Fontinoy et Alexia Bertrand se connaissent très bien puisse qu’ils ont travaillé ensemble dans le cabinet de Didier Reynders pendant des années. On a soupçonné Fontinoy d’utiliser une asbl, Les plus beaux villages de Wallonie, comme structure de blanchiment et de corruption. Or, une des plus grosses sociétés donatrices n’était autres qu’Ackermans & Van Haeren via ses filiales Deme et Rent-a-Port. Une enquête est toujours en cours et ce depuis plusieurs années, avec des moyens d’investigation inexistants.
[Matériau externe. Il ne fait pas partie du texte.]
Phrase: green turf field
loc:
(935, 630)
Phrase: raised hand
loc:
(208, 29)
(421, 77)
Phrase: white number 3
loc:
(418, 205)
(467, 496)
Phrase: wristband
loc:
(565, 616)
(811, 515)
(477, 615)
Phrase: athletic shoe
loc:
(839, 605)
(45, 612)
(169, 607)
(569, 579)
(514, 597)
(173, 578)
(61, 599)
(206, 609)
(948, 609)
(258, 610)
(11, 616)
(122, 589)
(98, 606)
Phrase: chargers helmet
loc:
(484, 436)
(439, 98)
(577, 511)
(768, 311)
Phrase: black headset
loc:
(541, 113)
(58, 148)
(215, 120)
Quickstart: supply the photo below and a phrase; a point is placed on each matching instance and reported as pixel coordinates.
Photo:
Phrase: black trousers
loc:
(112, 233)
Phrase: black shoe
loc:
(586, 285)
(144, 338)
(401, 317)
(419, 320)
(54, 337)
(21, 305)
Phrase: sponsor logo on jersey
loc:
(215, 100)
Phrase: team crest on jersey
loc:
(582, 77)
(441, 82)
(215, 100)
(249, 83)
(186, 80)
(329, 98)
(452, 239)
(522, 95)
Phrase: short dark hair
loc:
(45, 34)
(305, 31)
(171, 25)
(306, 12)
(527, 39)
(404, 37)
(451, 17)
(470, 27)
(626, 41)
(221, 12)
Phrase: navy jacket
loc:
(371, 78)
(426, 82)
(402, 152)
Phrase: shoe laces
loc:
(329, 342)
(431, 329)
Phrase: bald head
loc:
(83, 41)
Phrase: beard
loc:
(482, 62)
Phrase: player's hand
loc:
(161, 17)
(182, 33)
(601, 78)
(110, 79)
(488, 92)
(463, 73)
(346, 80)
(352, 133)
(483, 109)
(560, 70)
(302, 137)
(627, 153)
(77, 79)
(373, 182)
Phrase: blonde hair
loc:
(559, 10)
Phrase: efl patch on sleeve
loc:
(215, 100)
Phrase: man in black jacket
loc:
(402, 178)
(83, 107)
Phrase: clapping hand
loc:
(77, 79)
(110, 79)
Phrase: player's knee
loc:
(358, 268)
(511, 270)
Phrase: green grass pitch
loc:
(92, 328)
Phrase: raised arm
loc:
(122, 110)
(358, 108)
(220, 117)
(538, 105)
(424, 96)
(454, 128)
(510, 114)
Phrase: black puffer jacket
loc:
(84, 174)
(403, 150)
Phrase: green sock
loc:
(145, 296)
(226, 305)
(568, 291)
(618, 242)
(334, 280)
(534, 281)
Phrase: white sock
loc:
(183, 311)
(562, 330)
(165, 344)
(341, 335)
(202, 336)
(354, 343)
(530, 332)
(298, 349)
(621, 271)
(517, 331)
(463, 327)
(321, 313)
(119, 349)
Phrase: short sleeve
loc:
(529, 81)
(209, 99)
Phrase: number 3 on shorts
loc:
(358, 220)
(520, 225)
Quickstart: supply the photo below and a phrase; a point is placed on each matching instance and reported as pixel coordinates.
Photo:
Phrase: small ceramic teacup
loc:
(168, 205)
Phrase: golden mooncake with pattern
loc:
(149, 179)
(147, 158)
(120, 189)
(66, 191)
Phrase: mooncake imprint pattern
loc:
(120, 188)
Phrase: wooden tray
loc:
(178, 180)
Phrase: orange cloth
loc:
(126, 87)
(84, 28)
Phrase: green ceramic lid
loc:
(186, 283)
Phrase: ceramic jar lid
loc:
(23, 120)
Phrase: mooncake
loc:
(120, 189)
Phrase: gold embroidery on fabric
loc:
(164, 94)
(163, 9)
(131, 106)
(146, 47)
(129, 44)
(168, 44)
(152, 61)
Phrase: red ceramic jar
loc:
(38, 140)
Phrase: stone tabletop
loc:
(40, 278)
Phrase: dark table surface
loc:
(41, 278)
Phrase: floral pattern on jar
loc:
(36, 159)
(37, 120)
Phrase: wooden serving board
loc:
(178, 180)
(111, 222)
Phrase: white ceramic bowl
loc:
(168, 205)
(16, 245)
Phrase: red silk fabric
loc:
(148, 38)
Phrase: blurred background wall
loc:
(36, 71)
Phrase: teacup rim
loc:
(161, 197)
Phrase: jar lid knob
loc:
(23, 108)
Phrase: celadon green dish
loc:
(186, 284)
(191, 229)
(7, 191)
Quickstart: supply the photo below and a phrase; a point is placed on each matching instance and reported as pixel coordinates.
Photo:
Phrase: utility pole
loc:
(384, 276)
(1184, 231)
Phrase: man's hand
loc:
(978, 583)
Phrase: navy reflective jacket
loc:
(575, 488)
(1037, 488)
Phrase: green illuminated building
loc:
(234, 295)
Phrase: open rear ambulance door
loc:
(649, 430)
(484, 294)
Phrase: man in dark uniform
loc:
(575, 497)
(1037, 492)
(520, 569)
Pour couronner le tout, la galaxie des sociétés liées à Ackermans & Van Haeren dispose d’une batterie de filiales dans des paradis fiscaux(4).

Enfin, nous ne serions pas complets si nous omettions de dire que le mari d’Alexia Bertrand est promoteur immobilier. Amand-Benoît D’Hondt travaille pour Fortis Real Estate Asset Management. On le retrouve donc dans les gros dossiers concernant potentiellement l’État belge comme propriétaire ou locataire.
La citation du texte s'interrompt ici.